The occupant of the stall was wearing a mismatch tracksuit with the sleeves pulled up revealing a landscape of veins and scabbed skin. Simon’s left foot twitched instinctively toward the bathroom door. He had to run and get help at once. It wouldn’t do to have a junkie die when it was his day for bathroom checks. But taking a last look over his shoulder Simon saw that without any doubt, the man was dead. He was young. Near enough Simon’s age. He probably had a child, probably dead too. Leaning into the cubicle a bit Simon saw that the man’s mouth was crusted with stale foam, and scanning his arms he saw a minefield of puncture marks. The pity which usually plunged from his collarbones into his stomach at the sight of death, even upon passing the carcasses of badgers honeycombed with tyre-tracks, did not materialise. He stood there for a minute pouting his lips sort of nodding to himself. He considered the man. He didn’t know how long he stood there nor how long they had been smiling at each other when pocket-borne smelling salts pulled him back and he went to fetch Golly Bar.

* * *

Meanwhile in Heaven, another man, one Michael “Mutt” Cawley, was pacing along by the pearly fence which proceeds in an infinite continuum outward from the pearly gates. Dispassionate looters had raided his shop on North Earl Street during the Rising, and all Mutt remembered was a sharp pain in his chest, the sensation of breathlessness, then the transcending light of those same gates.

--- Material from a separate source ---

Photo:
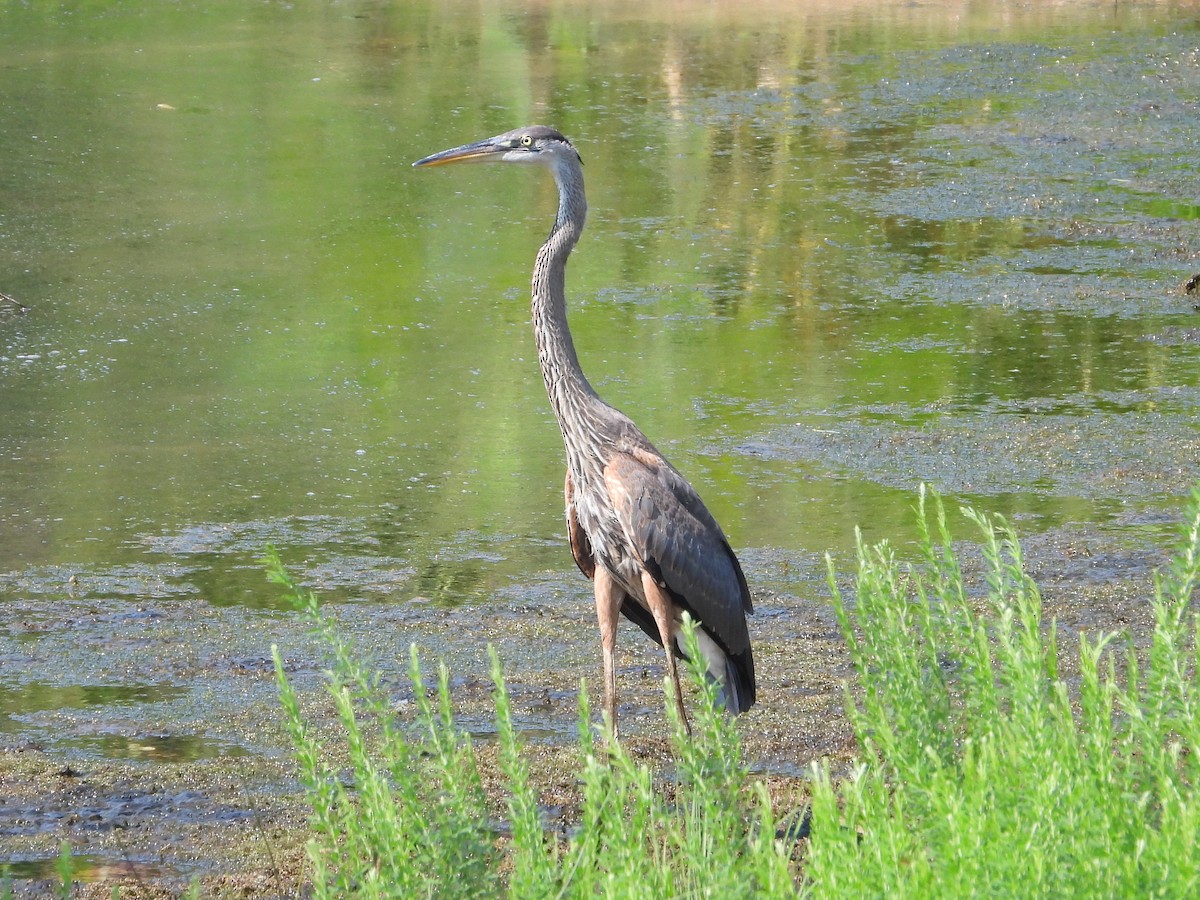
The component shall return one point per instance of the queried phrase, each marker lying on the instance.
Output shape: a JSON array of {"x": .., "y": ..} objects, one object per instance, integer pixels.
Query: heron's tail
[{"x": 733, "y": 675}]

Mutt hadn’t married because “fuck dat”, and was happy because heaven was filled with an infinity of beautiful and available Women. Now, an infinity of beautiful Women sounds like a dream come true for most guys, and Mutt took full advantage of it, at least to begin with. The problem is, once you’ve slept with, or masturbated to a girl of infinite beauty and virtue you can’t really top it. The mental vault where wank-fuel is kept becomes overcrowded with faces of equal appeal and leads to a stagnation of the carnal senses. Plus, Jesus kept referring to everyone as brothers and sisters which just made things weird.

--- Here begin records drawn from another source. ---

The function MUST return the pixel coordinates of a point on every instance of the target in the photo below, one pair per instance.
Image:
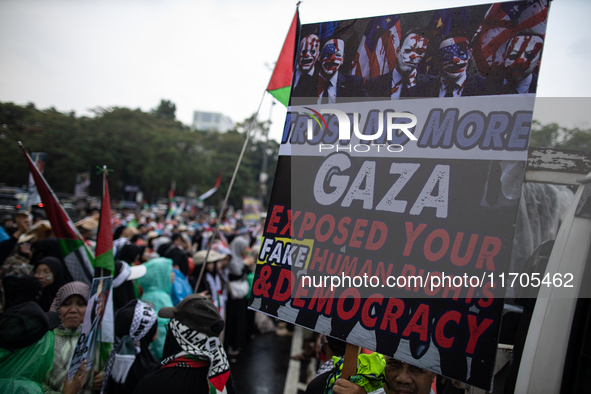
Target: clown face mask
(411, 52)
(454, 54)
(332, 57)
(308, 54)
(523, 56)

Mutt had worked his whole life and hated the idea of the afterlife being an eternal retirement. Accordingly God had fitted him with a nice, easy-to-manage shop which made a steady profit. Mutt didn’t buy anything with his earnings however because he just had to wish for stuff and stuff would appear. The days of chasing knackers away from the veggies were gone. However, Mutt, the roguish salesman leaping out of bed with ideas for promotions and charming old ladies into buying more tights, also belonged to the previous life. He had the quickest wit in North Dublin, but he was far from there now. In Heaven everything he said was witty. He had come to realise that when everyone laughs at every joke, humour ceases to exist.

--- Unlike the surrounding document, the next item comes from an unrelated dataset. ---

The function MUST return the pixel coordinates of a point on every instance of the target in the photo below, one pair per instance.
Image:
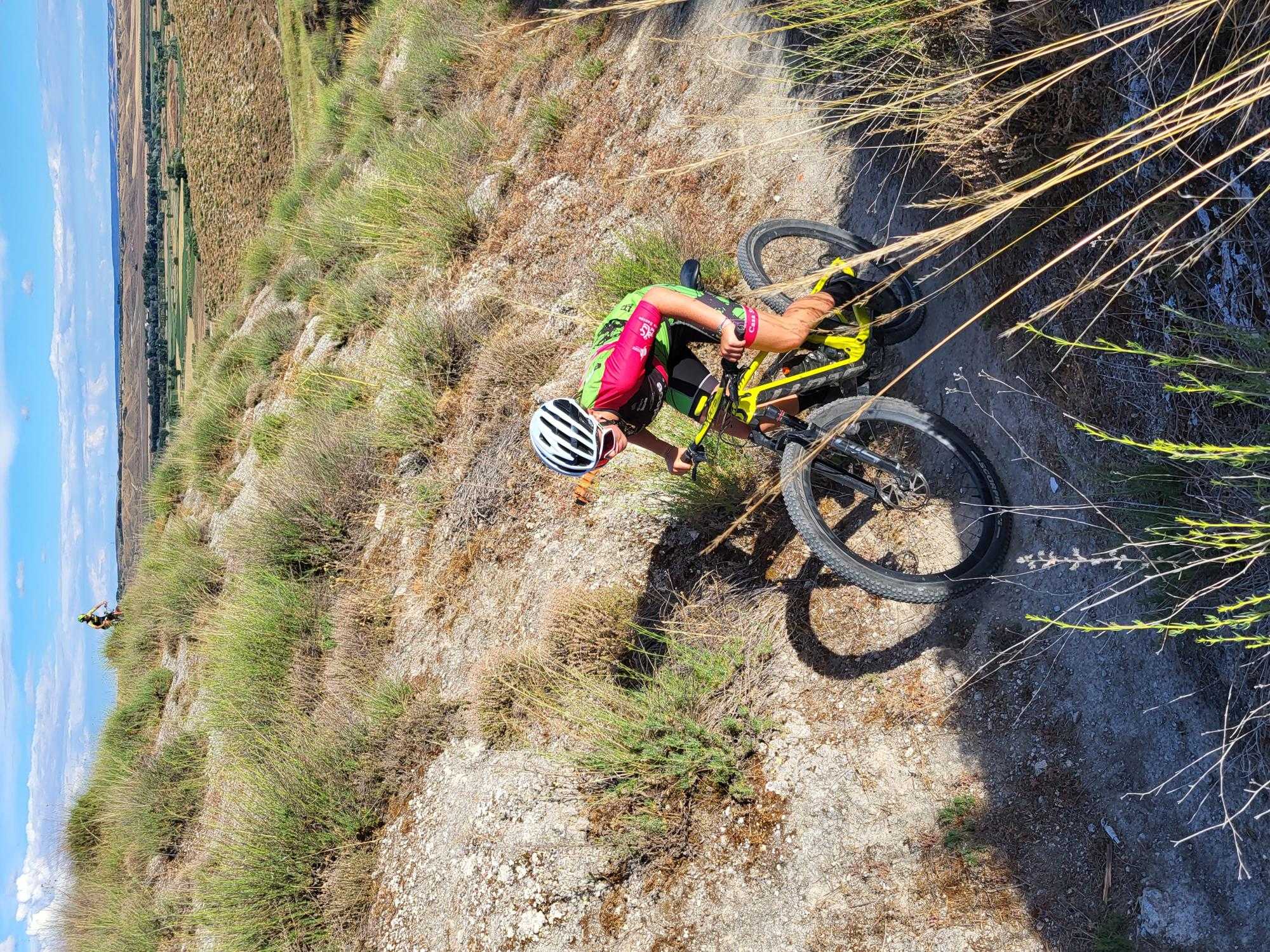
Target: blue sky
(58, 432)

Mutt felt completely unrooted in Heaven. In North Earl Street you had to fit or else you simply couldn’t be there, and it was hard to have a sense of belonging in a place that was not only timeless but nowhere and everywhere simultaneously. It was this sort of vague non-definition of heaven that Mutt disliked. It could be infinitely small, packed somewhere between the burgeoning subatomics of the ice under Mars for example, or colossal like a vast sphere encasing a multiverse. He hadn’t figured this all out for himself either. One day he had simply wanted to know and so he knew. The uncertainty itself was a fact, but it really didn’t matter anyway. Big or small, “infinity is fucking infinity God damnit”, and that’s all there was to it. Mutt’s resentment of it all was as inconsequential as piss in the Ocean. Somewhere in the coming eternity he was going to feel every emotion in every single way, billions and billions of times over. He would amass such experience that any torment or triumph would be faced with equal lucidity and indifference. Like humour, infinity was also the death of experience.